Most enterprise hardware (blade chassis, SAN’s, switches) are moving to use virtualization and commodity hardware under the hood this opens up some interesting possibilities to distribute packaged up Virtual Machine .OVF versions of your “hardware”/firmware product that people can download and run on VMware Workstation/Player etc.
Most already vendors have these internally for development teams, afterall this is cheaper and more practical than giving each developer a but of hardware to develop against.
This is the list of people that “get it” IMHO …
EMC are streets ahead of the game with this, and have had the Celerra VSA available for some time, CLARiiON coming soon and with the V-MAX being based around commodity Xeon CPU hardware it has to be on the cards.
Zeus produce an amazing traffic manager product which has been available as a virtual machine or hardware appliance for ages – with a free/quick download VM trial.
HP have a time-limited version of the LeftHand VSA and the EVA simulator (accredited partners only) but could go significantly further, why not a VM version of the EVA controllers accessible over iSCSI or FCoE? they may be based on custom ASIC type hardware but I would assume some sort of emulation from x86 is possible (see my idea for VMware Workstation later on).
I have also been reliably informed that there is a version of the HP Virtual Connect “firmware” used internally at HP that runs inside VMware Workstation – making this available to the public (even with pre-sales registration) would be a great way for people to quickly understand how VC technology works and could integrate into their environments.
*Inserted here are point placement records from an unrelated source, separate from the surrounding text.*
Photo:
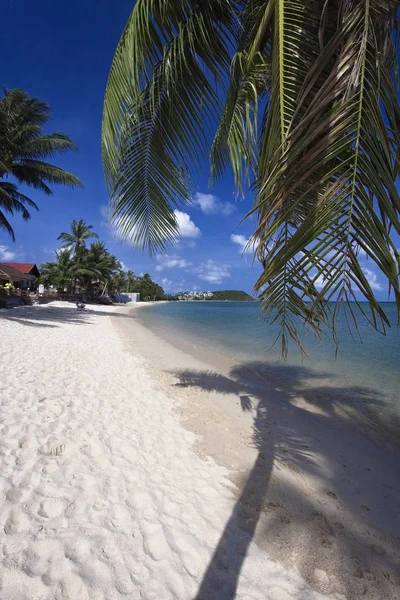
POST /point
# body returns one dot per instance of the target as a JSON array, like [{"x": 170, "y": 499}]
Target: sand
[{"x": 120, "y": 477}]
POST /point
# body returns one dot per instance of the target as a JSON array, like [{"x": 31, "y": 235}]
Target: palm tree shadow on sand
[{"x": 283, "y": 435}]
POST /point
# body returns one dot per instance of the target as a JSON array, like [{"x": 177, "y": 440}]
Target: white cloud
[
  {"x": 211, "y": 205},
  {"x": 186, "y": 226},
  {"x": 244, "y": 243},
  {"x": 6, "y": 254},
  {"x": 372, "y": 279},
  {"x": 212, "y": 271},
  {"x": 166, "y": 261}
]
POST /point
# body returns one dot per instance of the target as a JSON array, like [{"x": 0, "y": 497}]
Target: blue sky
[{"x": 62, "y": 54}]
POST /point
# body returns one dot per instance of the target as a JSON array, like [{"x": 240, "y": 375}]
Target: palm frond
[{"x": 159, "y": 106}]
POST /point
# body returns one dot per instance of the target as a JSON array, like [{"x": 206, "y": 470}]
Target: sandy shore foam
[{"x": 104, "y": 492}]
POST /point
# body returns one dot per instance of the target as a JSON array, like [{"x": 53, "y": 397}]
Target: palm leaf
[{"x": 158, "y": 109}]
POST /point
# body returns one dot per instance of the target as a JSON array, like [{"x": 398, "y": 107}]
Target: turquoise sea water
[{"x": 363, "y": 375}]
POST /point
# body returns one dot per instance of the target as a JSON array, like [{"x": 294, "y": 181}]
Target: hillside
[{"x": 232, "y": 296}]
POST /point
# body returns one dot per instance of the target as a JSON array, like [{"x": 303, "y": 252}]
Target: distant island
[{"x": 219, "y": 296}]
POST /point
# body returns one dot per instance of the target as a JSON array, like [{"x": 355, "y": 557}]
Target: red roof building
[{"x": 27, "y": 268}]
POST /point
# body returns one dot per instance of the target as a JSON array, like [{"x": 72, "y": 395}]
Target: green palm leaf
[
  {"x": 22, "y": 148},
  {"x": 323, "y": 157}
]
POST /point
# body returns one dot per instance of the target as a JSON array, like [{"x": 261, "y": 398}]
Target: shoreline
[
  {"x": 321, "y": 510},
  {"x": 129, "y": 468}
]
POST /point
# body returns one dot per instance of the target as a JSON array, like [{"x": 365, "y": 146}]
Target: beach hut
[{"x": 19, "y": 279}]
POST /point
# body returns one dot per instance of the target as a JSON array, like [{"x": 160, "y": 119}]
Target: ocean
[{"x": 363, "y": 377}]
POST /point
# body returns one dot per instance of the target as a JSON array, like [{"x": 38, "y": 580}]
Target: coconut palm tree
[
  {"x": 61, "y": 273},
  {"x": 23, "y": 150},
  {"x": 76, "y": 238},
  {"x": 300, "y": 98},
  {"x": 98, "y": 268},
  {"x": 129, "y": 278}
]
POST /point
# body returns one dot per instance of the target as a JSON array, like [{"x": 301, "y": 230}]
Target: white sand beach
[{"x": 130, "y": 469}]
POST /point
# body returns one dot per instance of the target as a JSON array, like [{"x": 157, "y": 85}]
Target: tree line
[{"x": 91, "y": 271}]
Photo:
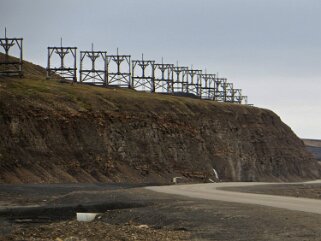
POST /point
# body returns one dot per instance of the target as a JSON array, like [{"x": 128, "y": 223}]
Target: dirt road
[{"x": 213, "y": 192}]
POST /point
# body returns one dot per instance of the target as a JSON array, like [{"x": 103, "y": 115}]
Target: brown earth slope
[{"x": 59, "y": 132}]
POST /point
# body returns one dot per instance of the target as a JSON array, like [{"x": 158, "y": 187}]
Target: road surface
[{"x": 211, "y": 192}]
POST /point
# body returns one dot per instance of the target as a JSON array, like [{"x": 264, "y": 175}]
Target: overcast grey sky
[{"x": 269, "y": 48}]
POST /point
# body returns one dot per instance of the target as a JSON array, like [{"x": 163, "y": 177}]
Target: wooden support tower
[
  {"x": 119, "y": 70},
  {"x": 10, "y": 66},
  {"x": 163, "y": 77},
  {"x": 89, "y": 72},
  {"x": 64, "y": 70},
  {"x": 143, "y": 75},
  {"x": 207, "y": 86},
  {"x": 180, "y": 81},
  {"x": 194, "y": 81}
]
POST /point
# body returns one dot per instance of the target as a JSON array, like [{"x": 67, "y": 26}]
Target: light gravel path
[{"x": 211, "y": 192}]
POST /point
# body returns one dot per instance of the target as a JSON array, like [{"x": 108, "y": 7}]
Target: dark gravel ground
[{"x": 139, "y": 214}]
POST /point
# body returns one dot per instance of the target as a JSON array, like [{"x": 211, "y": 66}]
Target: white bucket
[{"x": 86, "y": 217}]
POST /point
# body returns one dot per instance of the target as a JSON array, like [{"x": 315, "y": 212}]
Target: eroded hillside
[{"x": 61, "y": 132}]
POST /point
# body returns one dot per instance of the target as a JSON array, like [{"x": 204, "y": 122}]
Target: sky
[{"x": 271, "y": 49}]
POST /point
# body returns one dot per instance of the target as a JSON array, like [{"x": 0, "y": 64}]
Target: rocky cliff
[{"x": 59, "y": 132}]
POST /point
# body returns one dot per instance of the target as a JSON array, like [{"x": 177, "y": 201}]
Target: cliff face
[{"x": 54, "y": 132}]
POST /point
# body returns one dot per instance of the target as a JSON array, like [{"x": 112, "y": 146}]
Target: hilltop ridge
[{"x": 61, "y": 132}]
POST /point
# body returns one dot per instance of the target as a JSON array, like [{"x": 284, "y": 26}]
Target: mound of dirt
[{"x": 61, "y": 132}]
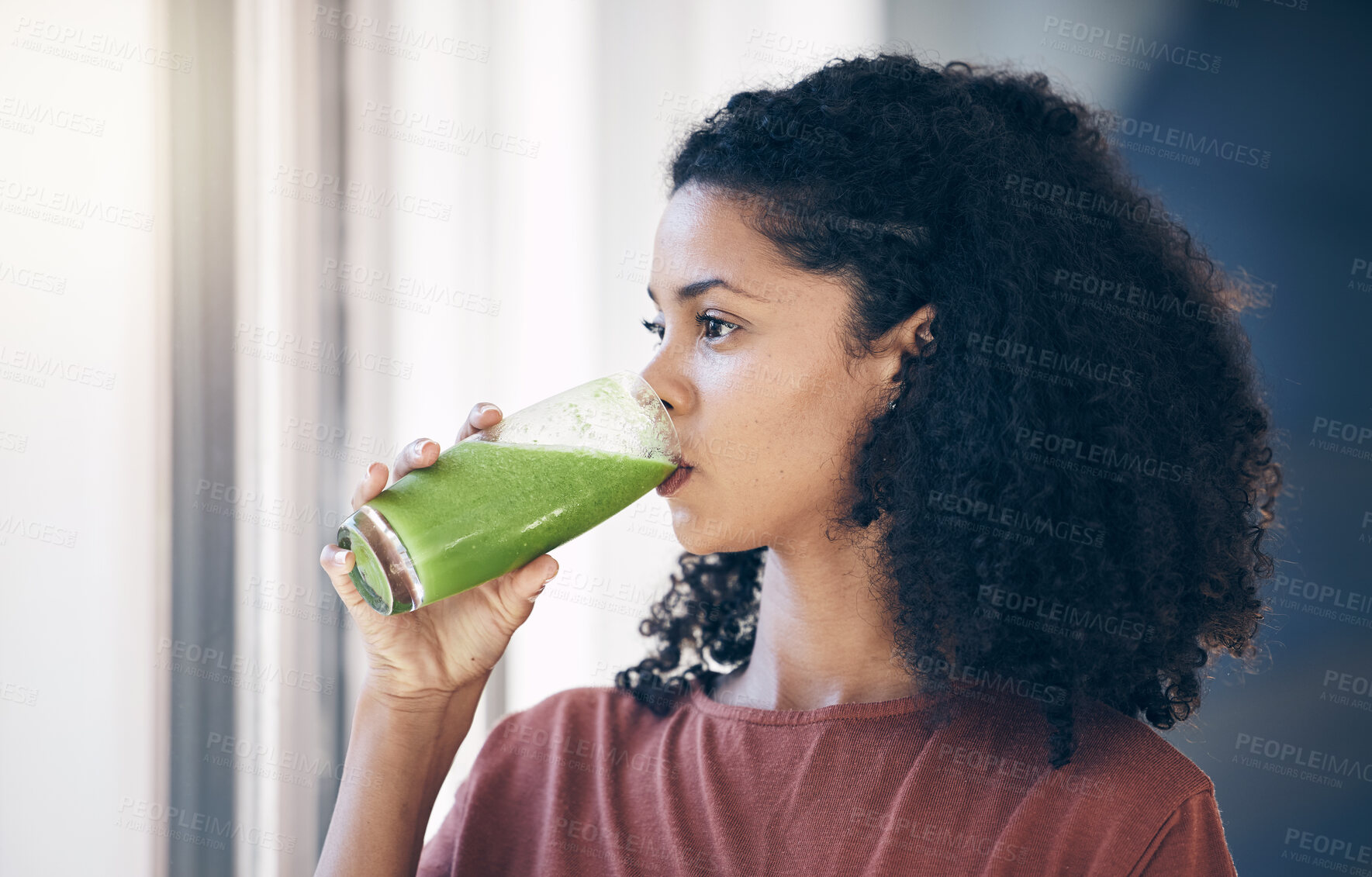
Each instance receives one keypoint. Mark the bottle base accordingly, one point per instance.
(383, 571)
NetApp have the ONTAP simulator (partners only), I’m not familiar with the product but it does appear to emulate real NetApp hardware and management interfaces
Cisco have recently released a beta of the UCS platform emulator to developers – from the screenshot Steve Chambers posted this looks like an excellent idea with significant scope for use as a pre-sales tool as well.
With the recent announcement around the death of Dynamips maybe Cisco should better leverage their relationship with VMware and produce a hardware emulator layer to allow IOS or CatOS to run on x86 under VMware Workstation, it’s been reported that the Nexus range runs under a native hypervisor and the NX1000V is already out there.
The 6500 ACE modules would also be a welcome offering as a VM!
Now, there needs to be some expectation setting, I’m not asking for production ready/supported virtual machines of your IPR and hardware margin – that won’t always make sense but availability for learning, pre-sales, training or testing/development is an excellent use-case.
I have previously heard people voice concerns over this sort of model as it allows your technology and IPR to easily walk into the hands of your competitors to allow them to reverse engineer it and steal your ideas, I don’t buy this – I’m pretty sure “the competition” are 1st on the list to buy your hardware when it becomes generally available, either directly or via an anonymous 3rd party – infact HP seemed to have a pretty good stock of UCS hardware :).